Using Clinical Vignettes and a Modified Expert Delphi Panel to Determine Parameters for Identifying Non-Traumatic Spinal Cord Injury in Health Administrative and Electronic Medical Record Databases

Arch Phys Med Rehabil. 2023 Jan;104(1):63-73. doi: 10.1016/j.apmr.2022.08.002. Epub 2022 Aug 21.

Abstract

Objective: To obtain expert consensus on the parameters and etiologic conditions required to retrospectively identify cases of non-traumatic spinal cord injury (NTSCI) in health administrative and electronic medical record (EMR) databases based on the rating of clinical vignettes.
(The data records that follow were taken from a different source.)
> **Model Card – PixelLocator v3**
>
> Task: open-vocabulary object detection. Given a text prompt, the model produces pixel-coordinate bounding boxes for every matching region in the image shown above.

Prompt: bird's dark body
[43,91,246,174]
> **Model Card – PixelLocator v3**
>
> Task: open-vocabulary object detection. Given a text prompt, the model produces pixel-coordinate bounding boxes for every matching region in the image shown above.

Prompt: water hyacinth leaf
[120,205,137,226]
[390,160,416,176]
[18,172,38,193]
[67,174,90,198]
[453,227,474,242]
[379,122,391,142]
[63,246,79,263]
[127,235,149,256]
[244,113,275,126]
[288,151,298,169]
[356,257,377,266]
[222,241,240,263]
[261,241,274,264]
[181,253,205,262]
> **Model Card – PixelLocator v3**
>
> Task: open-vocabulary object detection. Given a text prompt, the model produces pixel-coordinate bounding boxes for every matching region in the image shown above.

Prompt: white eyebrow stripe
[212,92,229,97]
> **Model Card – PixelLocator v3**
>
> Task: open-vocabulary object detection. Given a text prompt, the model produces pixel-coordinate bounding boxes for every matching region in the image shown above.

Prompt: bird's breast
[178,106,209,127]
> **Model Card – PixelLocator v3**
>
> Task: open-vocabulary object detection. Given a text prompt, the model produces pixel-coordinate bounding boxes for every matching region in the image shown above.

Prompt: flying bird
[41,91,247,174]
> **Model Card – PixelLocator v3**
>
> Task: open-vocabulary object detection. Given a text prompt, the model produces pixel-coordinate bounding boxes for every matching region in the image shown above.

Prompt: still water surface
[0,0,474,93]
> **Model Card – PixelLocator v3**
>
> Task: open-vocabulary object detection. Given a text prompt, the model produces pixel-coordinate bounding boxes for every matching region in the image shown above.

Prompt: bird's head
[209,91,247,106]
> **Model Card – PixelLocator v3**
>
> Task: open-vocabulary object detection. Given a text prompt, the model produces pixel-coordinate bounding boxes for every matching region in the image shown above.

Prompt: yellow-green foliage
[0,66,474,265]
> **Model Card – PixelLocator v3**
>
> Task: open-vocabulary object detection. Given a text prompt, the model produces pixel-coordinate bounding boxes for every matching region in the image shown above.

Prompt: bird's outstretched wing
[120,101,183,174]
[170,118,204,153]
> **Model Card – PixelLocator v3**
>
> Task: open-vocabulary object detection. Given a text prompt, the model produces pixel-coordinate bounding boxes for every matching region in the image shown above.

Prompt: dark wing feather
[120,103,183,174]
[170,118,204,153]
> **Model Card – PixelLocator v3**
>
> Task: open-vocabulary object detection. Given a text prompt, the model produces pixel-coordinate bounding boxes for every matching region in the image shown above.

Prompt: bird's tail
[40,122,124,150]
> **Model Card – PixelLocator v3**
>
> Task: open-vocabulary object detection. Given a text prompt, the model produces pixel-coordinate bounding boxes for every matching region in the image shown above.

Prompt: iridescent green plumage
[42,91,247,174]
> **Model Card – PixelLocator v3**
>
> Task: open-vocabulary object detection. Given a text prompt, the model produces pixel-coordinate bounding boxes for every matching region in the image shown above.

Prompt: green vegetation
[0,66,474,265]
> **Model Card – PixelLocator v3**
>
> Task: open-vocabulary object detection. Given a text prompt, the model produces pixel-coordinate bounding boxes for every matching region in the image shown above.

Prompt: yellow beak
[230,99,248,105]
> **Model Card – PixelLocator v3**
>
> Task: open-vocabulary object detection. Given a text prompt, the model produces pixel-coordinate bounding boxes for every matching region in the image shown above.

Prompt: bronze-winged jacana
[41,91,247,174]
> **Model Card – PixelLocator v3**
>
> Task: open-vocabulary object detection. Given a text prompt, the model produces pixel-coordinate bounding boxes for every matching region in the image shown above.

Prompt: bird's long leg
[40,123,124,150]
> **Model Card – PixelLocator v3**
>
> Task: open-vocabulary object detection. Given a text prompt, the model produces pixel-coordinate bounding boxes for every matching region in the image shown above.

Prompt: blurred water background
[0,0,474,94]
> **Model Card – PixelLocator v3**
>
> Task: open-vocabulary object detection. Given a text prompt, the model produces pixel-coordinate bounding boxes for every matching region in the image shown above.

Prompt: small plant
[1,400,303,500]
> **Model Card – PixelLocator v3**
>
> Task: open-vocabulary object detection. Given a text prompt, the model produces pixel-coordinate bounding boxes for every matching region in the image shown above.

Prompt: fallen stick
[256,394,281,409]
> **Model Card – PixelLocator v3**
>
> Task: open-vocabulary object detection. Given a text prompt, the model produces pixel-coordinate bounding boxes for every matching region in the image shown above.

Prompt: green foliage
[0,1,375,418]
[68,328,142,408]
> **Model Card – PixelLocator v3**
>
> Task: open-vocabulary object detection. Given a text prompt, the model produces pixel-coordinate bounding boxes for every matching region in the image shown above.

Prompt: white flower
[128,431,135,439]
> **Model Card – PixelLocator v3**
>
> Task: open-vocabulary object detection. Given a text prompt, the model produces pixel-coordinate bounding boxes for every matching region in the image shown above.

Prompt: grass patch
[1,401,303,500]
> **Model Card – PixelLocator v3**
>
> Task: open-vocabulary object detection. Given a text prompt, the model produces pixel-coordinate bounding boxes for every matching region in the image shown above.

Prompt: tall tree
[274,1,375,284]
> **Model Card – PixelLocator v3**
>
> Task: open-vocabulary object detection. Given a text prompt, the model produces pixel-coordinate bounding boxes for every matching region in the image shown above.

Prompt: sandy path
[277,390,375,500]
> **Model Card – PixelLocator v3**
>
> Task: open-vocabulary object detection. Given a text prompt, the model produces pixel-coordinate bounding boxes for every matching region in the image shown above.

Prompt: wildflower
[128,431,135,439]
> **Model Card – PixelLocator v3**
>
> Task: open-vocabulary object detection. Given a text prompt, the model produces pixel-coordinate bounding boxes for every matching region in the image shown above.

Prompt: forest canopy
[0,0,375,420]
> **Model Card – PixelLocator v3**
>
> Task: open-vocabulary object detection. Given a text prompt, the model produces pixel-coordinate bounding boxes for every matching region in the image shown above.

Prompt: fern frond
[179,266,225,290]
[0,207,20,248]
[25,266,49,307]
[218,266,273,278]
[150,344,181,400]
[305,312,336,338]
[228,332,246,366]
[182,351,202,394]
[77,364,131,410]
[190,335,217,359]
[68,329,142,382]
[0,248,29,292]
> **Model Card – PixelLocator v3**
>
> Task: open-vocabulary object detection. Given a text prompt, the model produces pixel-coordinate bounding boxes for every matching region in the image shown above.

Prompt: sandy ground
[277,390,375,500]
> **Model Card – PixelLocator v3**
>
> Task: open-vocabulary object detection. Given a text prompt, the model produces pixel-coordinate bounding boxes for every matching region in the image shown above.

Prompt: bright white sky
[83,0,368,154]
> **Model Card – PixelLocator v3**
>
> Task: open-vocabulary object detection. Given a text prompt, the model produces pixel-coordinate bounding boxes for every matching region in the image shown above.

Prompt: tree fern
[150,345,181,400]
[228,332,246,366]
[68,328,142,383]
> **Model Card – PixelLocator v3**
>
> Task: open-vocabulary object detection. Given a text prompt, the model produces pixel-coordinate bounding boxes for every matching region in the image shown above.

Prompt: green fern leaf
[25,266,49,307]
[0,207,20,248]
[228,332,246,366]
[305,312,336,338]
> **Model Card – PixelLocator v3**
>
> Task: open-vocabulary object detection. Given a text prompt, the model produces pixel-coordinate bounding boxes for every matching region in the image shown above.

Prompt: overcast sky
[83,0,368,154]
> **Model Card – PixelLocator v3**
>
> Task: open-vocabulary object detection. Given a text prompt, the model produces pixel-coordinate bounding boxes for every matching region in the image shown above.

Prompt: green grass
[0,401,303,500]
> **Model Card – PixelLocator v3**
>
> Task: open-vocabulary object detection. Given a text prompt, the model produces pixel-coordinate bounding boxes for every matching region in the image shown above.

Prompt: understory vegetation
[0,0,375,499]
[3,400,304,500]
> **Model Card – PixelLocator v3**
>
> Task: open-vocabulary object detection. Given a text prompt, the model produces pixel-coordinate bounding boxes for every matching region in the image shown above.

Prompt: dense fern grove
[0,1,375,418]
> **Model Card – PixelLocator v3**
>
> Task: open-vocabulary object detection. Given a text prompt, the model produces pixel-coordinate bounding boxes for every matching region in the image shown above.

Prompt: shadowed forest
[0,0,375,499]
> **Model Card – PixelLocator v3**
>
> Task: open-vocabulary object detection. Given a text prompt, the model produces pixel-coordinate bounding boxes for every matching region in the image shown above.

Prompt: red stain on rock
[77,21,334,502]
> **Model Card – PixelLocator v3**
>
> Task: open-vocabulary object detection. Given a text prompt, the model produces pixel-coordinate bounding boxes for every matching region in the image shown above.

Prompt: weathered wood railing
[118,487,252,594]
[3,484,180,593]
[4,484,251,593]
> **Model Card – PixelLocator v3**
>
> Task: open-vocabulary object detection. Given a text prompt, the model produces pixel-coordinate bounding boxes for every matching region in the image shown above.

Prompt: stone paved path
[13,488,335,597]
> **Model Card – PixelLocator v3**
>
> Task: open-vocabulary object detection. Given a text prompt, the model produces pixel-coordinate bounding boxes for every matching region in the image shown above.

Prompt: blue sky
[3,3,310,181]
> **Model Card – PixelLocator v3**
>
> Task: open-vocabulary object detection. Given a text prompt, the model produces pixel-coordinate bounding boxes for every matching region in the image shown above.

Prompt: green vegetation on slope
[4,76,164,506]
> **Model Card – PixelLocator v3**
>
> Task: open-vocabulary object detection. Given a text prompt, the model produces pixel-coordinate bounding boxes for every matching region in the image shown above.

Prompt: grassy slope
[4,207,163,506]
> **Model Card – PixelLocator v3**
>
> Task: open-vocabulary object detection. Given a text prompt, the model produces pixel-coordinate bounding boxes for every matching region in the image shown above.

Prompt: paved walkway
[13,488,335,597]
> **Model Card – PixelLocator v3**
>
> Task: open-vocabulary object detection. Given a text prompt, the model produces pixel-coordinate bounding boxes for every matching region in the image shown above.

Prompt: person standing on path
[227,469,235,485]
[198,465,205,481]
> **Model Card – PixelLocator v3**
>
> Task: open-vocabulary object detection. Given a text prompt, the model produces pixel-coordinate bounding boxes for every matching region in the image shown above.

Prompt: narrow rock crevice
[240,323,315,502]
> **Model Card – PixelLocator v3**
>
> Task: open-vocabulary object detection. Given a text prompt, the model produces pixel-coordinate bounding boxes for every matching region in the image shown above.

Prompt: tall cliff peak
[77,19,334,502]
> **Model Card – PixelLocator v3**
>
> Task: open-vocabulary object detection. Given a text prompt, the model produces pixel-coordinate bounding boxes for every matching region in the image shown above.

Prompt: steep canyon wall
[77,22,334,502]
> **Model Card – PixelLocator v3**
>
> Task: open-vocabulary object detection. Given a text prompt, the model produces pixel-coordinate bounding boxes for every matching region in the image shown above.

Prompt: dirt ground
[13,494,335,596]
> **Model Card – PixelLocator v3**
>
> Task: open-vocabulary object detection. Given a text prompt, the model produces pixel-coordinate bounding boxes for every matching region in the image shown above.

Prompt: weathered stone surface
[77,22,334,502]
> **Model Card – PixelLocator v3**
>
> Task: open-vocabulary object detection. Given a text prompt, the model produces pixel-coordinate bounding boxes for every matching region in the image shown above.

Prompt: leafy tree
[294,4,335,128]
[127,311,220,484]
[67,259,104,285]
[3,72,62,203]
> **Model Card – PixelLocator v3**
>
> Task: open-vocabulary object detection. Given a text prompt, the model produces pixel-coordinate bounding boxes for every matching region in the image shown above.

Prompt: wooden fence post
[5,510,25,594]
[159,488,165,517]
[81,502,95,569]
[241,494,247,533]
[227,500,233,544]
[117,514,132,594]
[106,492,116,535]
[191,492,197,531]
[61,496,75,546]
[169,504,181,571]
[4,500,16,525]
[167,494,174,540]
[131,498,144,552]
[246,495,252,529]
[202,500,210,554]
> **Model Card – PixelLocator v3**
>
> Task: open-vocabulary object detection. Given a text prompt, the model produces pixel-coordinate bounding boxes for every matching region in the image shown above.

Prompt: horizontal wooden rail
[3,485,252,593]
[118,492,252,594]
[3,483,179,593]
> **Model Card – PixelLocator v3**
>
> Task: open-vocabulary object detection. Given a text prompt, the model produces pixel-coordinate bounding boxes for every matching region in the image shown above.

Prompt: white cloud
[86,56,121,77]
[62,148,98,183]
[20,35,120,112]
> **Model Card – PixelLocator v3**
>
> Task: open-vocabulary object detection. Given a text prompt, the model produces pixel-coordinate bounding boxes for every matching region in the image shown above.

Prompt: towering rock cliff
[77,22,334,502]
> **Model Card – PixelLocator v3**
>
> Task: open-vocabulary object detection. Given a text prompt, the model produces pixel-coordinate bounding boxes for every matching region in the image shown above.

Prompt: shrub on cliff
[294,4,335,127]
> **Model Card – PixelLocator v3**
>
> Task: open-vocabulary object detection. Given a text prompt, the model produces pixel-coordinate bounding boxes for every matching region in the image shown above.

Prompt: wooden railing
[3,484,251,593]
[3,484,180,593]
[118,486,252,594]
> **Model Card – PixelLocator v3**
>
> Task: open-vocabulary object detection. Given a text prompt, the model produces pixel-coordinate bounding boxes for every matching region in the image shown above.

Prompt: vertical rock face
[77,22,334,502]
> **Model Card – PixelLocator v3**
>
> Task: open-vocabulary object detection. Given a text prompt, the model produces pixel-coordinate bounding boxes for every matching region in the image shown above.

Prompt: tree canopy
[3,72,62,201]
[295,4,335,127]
Design: A modified Delphi process included 2 survey rounds and 1 remote consensus panel. The surveys required the rating of clinical vignettes, developed after chart reviews and expert consultation. Experts who participated in survey rounds were invited to participate in the Delphi Consensus Panel.

Setting: An international collaboration using an online meeting platform.

Participants: Thirty-one expert physicians and/or clinical researchers in the field of spinal cord injury (SCI).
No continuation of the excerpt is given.